By Will Travers, The Dodo

Date Published
See link for photo. 
 
The bus has stopped at the edge of the road. Rick is running between the suitcases and sniffing around one, another, a third … he’s wagging his tail, sometimes looking back at his handler, who is encouraging him to continue. He’s enjoying this hide and seek game, especially when he can smell something interesting in one of the suitcases. His excitement escalates — yes, this is the one! He lies down to indicate that he is sure. “Great dog, good dog!” says the handler and waves at the officers that a suitcase has been identified.
 
Happy Rick gets his toy and is already looking forward to a new game, but Rick just did a very serious job. Complying with the officer’s orders, the Chinese owner of the suitcase opens it. Among several bottles of alcohol and some clothing, there is a yellow can. “What is inside?” the officers asks. “Food, just food,” the owner insists. The officer takes his knife and cuts the tape, opens the top. The can is full of pangolin scales. But that is not all: a small rounded object, wrapped in yellow plastic, is hidden among them.
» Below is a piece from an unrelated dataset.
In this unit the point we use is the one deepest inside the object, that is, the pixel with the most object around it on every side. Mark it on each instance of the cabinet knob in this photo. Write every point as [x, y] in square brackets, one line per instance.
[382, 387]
The officer starts cutting the plastic tape and discovers an ivory bracelet. “Ivory!” he announces to people around him, shows the bracelet to everyone and gives a signal to the policemen next to him. They immediately arrest the man and escort him to their car. So this is what caught Rick´s attention — a single ivory bracelet and several handfuls of pangolin scales, all well wrapped in plastic, closed in a tin can and hidden in a suitcase. All illegal.
 
This operation took place in cooperation with PALF (Project for the Application of Law for Fauna, Republic of Congo), a project based in Central Africa’s Republic of Congo and a member of the EAGLE (Eco Activists for Governance and Law Enforcement) Network, which oversees similar wildlife law enforcement projects throughout Africa. PALF and its sniffer dog program work in close collaboration with the Ministry of Forestry and Sustainable Development to combat the illegal wildlife trade. Headed by activist Naftali Honig, PALF has been working in collaboration with an organization that first brought sniffer dogs to Congo to identify traffickers of wildlife products. Rick and another dog arrived at the end of February 2014 and one year later they were all being trained to find ivory, pangolin scales and bushmeat, as well as weapons and ammunition.
 
Central Africa’s forest elephants are particularly targeted by traffickers and therefore prone to poaching since their ivory is harder and sought after by the carving industry. Trafficking of ivory and other products of wildlife crime is a sophisticated and well-organized international business. With the current expansion in logging taking place in the forests of the Congo Basin, an increasing number of Asian companies are involved in the exploitation of natural resources. This opens a more direct route to these countries, where the main market for ivory lies.
 
For Rick and his friends, finding contraband means their work is done, but for the PALF activists, this signals the start of their role. The biggest barrier to wildlife law enforcement the EAGLE projects have encountered is corruption, often reaching the highest levels of government. All too often a wildlife trafficker is arrested, only to be back on the street the following day.
 
The Chinese man whose suitcase Rick identified? He tried to leave the country just days later but thanks to PALF’s interventions, government officials were soon walking to his plane to arrest him for the second time. Within fifteen minutes he had bought his way back onto the plane, but finally, PALF won the day and he now awaits sentencing by Congo’s courts.
 
The numbers of arrested traffickers, seized wildlife products, saved animals and confiscated weapons is growing. PALF now plans to expand collaboration with more anti-poaching units and logging concessions and to offer short training courses to a variety of relevant agencies to help them understand the capacity of the dogs unit. Rick and his canine friends aren’t too bothered about all these plans. They don’t even care if somebody tries to bribe their way out of trouble or not. They just enjoy the work.